3. How ceramic wall thickness adds up (real numbers)

If you have ceramic tile, here’s what’s behind it:

  • Drywall / gypsum board: ½ to ⅝ inch

  • Cement backer board: ⅛ to ¼ inch

  • Ceramic tile itself: ⅛ to ⁵⁄₁₆ inch

Total per wall: roughly ¾ to 1 inch
That’s why we use that range.


4. Simple step-by-step measurement (no math panic)


A, B, C = width from wall to wall at top, middle, and bottom.
D = height from the top of the base to the top of the wall.
Note: The door includes a small adjustment range to allow for minor width variations.

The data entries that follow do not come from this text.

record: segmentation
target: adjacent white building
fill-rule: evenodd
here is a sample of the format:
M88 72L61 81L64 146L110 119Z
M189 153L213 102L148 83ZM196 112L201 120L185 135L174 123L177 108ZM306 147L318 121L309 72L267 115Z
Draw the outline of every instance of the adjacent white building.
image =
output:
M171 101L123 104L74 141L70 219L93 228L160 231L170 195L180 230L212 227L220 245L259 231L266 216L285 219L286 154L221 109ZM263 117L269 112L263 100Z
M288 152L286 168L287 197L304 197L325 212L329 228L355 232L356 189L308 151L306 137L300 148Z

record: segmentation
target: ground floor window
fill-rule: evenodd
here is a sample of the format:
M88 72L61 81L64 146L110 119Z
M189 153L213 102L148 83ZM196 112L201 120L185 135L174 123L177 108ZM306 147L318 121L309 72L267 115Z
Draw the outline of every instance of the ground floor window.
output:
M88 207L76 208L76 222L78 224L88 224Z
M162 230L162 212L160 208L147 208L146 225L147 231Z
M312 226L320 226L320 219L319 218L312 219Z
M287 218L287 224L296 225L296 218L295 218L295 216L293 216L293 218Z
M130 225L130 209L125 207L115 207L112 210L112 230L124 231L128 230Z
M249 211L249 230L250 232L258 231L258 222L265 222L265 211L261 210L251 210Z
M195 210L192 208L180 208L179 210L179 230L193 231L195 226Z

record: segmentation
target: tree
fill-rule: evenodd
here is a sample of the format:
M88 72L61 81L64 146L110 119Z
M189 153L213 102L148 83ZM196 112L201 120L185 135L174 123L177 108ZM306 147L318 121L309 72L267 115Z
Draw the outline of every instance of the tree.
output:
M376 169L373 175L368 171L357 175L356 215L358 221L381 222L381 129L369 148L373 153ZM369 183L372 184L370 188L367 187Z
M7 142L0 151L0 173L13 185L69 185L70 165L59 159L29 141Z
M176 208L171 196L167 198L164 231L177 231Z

Step 1 – Measure stud to stud
Find the two wall studs on either side of your opening. Measure between them.

Step 2 – Identify your wall type
Acrylic or ceramic? (See table above)

Step 3 – Subtract both walls

Example for ceramic walls:

  • Stud-to-stud = 60 inches

  • Subtract ¾ inch (left wall) + ¾ inch (right wall) = 1½ inches total

  • Final opening width = 58½ inches

Step 4 – Order that final number
That’s the door size you need.


5. Quick cheat sheet for common sizes

Stud-to-stud width Acrylic walls (subtract 2–3″ total) Ceramic walls (subtract 1.5–2″ total)
60″ 57–58″ 58–58.5″
58″ 55–56″ 56–56.5″
54″ 51–52″ 52–52.5″

Always round down if you’re between sizes. A slightly smaller door can be adjusted. A bigger door cannot.


One last rule (save yourself a headache)

Measure twice. Order once.
If your opening isn’t perfectly square (most aren’t), use the smallest measurement.